Object-oriented (OO) programming is one of the most important approaches to writing programs, and it is an approach that has been well supported by Perl for quite a while. Other OO languages of interest include Java, C++, and Smalltalk. Many Perl modules are written in an OO style, and their proper use requires some fundamental understanding of the OO approach. Luckily, the key concepts are fairly simple.
Perl easily supports both declarative and OO programming. (Perl was originally a declarative language only; the OO style was added fairly early on.) Declarative programming is characterized by code that declares variables and subroutines, conditional tests, if-else branches, and loops, and various arithmetic, logical, and string operators. It is up to you to manage the definition and use of the variables and subroutines so that they interact in appropriate ways. (You'll see shortly how object-oriented programming imposes additional constraints that help you create well-behaved programs.) Many declarative programming languages are well established, including Perl and such stalwarts as C, FORTRAN, and BASIC, to name just a few. By this point, assuming you have some experience programming in Perl, you should be fairly comfortable with the declarative style.
The first part of this chapter is an overview of OO programming and how OO Perl modules are used. If you're a beginning Perl programmer, you'll find them easy to use because they rarely require you to know how to write OO Perl code. Depending on your needs and goals, this might be all the information you'll require from this chapter.
As a more advanced programmer, you'll sometimes need to write your own OO bioinformatics software. If you're such a programmer, the second part of this chapter will be of greatest interest to you. However, because the material is developed incrementally, you will most likely want to read the chapter in order from beginning to end.

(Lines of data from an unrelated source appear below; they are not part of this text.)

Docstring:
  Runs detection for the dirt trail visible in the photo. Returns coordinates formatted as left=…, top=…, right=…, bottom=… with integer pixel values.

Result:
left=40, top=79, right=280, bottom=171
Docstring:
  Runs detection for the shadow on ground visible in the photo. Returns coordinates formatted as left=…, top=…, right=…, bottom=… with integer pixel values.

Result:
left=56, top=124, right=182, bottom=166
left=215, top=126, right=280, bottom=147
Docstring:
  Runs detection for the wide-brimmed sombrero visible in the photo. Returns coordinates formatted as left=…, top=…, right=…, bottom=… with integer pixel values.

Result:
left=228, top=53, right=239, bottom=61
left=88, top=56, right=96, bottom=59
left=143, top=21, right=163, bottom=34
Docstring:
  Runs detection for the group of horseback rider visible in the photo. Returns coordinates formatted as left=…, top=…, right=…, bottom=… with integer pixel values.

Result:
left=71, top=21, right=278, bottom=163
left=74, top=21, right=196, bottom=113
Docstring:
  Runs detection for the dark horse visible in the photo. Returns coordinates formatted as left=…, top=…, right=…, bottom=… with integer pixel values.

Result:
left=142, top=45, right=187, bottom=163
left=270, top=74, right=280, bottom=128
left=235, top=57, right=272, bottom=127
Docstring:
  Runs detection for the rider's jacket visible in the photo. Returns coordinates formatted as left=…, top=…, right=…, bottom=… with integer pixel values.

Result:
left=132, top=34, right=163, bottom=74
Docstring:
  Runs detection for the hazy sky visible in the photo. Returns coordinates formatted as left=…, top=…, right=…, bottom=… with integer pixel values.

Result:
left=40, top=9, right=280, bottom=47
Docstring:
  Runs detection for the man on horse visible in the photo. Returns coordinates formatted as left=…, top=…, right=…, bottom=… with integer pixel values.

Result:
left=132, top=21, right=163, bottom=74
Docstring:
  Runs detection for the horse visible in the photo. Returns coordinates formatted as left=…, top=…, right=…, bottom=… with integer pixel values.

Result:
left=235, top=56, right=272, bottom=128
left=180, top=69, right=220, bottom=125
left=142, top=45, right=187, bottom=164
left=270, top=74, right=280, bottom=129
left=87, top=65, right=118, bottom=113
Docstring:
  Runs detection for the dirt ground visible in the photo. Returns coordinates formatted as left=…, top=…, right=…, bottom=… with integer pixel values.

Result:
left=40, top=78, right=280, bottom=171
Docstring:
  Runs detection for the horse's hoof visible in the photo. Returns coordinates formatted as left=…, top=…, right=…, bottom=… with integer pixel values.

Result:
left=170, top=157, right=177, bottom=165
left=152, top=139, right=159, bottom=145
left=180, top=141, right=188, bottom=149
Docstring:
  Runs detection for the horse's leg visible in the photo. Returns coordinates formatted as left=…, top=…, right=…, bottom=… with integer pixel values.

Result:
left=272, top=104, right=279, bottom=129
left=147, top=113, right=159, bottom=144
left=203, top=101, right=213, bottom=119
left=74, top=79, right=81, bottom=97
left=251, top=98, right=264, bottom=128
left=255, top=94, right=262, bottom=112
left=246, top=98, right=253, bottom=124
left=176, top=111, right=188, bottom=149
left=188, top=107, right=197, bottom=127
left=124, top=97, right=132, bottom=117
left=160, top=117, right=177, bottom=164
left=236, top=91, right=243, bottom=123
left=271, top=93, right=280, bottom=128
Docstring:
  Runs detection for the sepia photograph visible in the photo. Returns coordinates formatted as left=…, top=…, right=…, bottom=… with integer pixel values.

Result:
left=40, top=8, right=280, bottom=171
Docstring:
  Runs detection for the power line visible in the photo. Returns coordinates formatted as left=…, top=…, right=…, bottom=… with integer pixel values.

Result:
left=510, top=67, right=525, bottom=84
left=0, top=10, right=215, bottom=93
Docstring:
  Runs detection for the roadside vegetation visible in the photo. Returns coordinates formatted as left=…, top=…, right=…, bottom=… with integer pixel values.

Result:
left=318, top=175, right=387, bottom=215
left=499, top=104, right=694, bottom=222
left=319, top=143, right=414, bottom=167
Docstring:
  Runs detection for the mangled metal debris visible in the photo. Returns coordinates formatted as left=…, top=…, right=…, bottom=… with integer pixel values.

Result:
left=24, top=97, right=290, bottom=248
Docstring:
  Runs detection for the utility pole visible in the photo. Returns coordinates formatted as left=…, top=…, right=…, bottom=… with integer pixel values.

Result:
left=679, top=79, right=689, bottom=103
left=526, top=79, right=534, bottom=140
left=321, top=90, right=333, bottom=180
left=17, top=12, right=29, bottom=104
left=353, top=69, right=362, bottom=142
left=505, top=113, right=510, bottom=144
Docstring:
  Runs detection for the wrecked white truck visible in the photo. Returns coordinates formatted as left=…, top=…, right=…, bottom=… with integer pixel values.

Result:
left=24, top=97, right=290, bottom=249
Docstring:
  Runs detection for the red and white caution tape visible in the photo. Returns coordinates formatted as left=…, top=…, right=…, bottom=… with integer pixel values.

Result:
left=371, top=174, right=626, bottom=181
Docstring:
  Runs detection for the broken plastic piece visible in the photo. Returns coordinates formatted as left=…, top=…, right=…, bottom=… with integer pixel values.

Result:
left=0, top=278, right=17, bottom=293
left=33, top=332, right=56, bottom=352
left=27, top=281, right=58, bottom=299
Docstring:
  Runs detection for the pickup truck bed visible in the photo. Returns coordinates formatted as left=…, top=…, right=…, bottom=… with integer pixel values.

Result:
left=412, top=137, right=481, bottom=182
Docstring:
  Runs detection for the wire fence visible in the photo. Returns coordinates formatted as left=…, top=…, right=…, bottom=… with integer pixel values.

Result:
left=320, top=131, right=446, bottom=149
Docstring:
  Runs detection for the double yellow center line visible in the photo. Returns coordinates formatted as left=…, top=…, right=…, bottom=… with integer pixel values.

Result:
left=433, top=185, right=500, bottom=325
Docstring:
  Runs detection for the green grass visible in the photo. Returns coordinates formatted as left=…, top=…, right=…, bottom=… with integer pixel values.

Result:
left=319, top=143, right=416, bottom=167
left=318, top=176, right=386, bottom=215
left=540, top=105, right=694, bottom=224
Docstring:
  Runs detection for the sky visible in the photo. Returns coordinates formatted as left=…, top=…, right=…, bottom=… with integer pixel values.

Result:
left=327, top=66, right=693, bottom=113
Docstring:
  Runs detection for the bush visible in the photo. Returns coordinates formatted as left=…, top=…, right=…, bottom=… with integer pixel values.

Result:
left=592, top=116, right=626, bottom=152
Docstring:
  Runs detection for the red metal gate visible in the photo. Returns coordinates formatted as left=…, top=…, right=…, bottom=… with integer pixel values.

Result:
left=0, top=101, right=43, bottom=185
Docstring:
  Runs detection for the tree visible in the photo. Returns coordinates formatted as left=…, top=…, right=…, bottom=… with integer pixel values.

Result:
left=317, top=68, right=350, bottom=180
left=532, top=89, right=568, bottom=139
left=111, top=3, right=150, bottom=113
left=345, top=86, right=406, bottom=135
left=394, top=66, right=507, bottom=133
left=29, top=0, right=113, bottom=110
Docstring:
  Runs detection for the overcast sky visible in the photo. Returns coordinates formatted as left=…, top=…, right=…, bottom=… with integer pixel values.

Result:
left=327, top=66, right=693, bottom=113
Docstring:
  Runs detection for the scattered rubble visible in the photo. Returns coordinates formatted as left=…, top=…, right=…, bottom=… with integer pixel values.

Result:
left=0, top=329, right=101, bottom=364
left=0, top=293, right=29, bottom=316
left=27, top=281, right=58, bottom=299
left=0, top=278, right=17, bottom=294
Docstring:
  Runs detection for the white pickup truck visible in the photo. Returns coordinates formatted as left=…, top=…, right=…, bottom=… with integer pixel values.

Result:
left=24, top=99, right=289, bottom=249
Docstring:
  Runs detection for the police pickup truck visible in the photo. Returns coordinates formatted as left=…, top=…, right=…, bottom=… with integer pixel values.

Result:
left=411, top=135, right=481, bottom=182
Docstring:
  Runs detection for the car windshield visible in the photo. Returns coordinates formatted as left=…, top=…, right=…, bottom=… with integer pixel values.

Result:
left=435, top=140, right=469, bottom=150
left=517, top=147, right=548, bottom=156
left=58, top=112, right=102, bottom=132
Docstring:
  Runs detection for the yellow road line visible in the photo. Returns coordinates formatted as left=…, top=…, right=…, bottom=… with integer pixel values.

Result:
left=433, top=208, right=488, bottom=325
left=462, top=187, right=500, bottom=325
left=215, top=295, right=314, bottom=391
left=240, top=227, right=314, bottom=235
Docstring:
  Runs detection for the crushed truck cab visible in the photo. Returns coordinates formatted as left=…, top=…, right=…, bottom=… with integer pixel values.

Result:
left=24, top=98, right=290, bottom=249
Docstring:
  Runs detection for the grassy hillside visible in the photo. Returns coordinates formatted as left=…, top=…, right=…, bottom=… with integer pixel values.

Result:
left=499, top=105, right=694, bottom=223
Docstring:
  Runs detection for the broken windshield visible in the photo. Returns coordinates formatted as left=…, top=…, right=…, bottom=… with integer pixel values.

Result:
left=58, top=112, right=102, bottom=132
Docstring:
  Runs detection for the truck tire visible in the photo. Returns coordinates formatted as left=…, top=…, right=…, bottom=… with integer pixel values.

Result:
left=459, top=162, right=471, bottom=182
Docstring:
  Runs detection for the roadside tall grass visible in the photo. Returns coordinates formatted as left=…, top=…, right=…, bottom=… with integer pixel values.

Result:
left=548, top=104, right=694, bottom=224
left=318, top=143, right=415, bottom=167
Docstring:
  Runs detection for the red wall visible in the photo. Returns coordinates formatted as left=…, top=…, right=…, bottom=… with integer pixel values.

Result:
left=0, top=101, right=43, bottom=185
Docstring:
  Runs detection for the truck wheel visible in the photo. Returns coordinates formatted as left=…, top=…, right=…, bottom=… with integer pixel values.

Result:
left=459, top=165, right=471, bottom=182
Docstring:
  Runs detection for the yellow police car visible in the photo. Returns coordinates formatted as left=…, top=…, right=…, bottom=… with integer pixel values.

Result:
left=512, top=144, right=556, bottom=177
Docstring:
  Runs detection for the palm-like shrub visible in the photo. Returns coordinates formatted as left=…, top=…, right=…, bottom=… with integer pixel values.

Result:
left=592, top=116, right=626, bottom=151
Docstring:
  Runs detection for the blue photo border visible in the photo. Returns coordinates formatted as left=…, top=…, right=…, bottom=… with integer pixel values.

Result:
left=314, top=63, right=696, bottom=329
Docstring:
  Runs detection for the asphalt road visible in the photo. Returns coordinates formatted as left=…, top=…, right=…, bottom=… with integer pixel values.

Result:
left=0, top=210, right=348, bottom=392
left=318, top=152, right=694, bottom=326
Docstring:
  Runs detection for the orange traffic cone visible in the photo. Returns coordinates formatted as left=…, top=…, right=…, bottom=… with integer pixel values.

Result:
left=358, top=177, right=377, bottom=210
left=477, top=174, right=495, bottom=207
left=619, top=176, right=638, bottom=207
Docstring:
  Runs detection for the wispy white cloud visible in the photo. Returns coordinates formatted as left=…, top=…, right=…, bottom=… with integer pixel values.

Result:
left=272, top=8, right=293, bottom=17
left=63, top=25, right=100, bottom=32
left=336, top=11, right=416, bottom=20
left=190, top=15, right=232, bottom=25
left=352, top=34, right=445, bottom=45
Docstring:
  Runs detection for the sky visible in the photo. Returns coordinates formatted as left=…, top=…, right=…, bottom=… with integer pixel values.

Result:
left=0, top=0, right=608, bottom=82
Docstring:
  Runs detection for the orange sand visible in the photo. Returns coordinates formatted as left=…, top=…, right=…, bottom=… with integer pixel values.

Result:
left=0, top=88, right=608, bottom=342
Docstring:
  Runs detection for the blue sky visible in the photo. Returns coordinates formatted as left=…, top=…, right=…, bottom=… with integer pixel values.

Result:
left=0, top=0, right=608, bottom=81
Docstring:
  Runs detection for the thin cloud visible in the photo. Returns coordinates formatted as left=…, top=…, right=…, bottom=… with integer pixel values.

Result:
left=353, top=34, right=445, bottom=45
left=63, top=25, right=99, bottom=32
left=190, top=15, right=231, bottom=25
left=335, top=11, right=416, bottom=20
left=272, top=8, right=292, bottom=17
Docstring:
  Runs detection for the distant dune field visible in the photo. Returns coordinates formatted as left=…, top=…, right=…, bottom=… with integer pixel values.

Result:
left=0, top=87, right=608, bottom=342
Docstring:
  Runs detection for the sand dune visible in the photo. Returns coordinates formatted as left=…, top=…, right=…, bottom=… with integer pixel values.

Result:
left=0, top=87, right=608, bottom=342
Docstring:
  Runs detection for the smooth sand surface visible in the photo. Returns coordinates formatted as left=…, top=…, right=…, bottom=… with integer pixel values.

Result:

Perl makes clever and simple use of existing mechanisms to support OO programming. Perl packages and modules are used to define OO classes, Perl references define OO objects, and Perl subroutines define OO methods. The definitions of these terms will become clear as you read the chapter, but in brief, OO software is organized into classes that contain data called objects. Subroutines called methods operate on the objects.
Over the course of this chapter, I'll develop a small example object module, Gene.pm, to demonstrate the essentials of OO Perl. Gene.pm is developed in four stages so you can learn the OO style gradually. The final code for Gene.pm serves as a template from which you can begin developing your own OO software.